The company also hosts an awards ceremony at its IC conference to honor its top-performing drivers with safety performance and driver of the year awards. All five-star-rated drivers are recognized with plaques, and the top three drivers are presented with additional monetary awards in front of their peers.
Daryl Flood also has improved its onboarding process to establish its safety culture at the beginning of its relationship with new drivers. Roberts says online training courses serve their purpose in the onboarding process, “but safety culture in particular is as much about relationships as content,” he says.
Once drivers have toured Daryl Flood headquarters and met with various department representatives who lay out the company’s expectations for drivers to maintain their qualifications, they then meet with Roberts in his office, a practice he says is vital for the driver to understand the corporate commitment to safety.
“Most of the time in this industry, a driver has a negative connotation toward a safety professional,” says Roberts. “That initial meeting allows us the opportunity to set the tone that the safety department is a good place to go,” rather than a place focused solely on remedial training and scrutiny. “We talk about how the team performs and how they have to perform as an individual to foster teamwork.”
Through increased communication to Daryl Flood drivers such as monthly email newsletters and regular phone calls by safety department personnel, safety has become a positive experience. “Drivers come by and spend time in the safety office because they want to, not because they were called here,” Roberts says.

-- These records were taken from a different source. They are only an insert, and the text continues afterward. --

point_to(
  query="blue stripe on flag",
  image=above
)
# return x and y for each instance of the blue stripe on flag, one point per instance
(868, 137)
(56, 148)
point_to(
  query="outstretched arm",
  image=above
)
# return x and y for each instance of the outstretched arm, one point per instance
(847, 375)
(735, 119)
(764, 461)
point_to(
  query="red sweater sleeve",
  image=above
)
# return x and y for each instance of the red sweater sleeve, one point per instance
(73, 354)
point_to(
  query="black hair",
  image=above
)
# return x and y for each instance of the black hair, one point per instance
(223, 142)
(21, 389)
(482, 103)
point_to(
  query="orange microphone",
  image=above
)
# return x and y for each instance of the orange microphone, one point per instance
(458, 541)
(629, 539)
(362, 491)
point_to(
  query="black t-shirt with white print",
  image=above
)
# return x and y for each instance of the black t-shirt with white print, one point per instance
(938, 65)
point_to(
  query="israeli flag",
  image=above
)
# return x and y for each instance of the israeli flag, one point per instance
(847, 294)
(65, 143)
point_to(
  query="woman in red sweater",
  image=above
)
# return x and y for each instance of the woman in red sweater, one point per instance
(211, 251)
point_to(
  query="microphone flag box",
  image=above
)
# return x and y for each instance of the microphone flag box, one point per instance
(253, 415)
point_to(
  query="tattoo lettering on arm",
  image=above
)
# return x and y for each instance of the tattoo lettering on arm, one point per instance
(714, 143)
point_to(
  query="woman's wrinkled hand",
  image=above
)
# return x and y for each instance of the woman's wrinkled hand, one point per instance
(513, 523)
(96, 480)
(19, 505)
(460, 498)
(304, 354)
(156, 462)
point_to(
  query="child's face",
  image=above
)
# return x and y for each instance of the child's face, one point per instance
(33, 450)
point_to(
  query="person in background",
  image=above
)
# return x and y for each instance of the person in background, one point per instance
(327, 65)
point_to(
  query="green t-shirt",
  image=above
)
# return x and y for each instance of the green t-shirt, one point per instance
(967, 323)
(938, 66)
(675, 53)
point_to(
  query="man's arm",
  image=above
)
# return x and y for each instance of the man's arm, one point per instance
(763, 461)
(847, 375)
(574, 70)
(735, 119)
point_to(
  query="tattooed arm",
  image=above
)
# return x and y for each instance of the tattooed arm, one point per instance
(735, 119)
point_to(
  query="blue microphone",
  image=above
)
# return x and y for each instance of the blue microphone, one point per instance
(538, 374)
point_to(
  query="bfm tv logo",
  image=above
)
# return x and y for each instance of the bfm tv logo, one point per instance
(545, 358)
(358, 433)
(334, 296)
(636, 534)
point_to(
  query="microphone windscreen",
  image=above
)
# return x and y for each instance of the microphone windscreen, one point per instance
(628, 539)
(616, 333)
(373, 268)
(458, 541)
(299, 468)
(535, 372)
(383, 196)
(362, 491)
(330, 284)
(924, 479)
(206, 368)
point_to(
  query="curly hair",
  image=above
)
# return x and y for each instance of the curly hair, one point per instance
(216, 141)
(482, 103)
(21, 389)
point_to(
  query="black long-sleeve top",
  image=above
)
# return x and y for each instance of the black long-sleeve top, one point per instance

Another factor in Daryl Flood’s improvements has been the safety department’s desire to “celebrate the little wins,” as Roberts puts it. The company rewards drivers on a quarterly basis for 100 percent compliance with perfect log books and documentation, clean roadside inspections and no HOS violations or recordable accidents.
“I don’t do their logs for them, I don’t send in their paperwork on time, and I can’t make them be neat,” says Roberts. “We have to guide them through the orientation process, and at the end of the day, they have to perform. Then we celebrate that.”
Even retraining events for underperforming drivers are treated with positivity. If a driver has an issue with a log book, safety personnel will start the discussion talking about the driver’s particular strengths before addressing where he needs to do better. “Usually it is an eye-opening experience, taking that approach rather than beating the driver up over it,” says Roberts.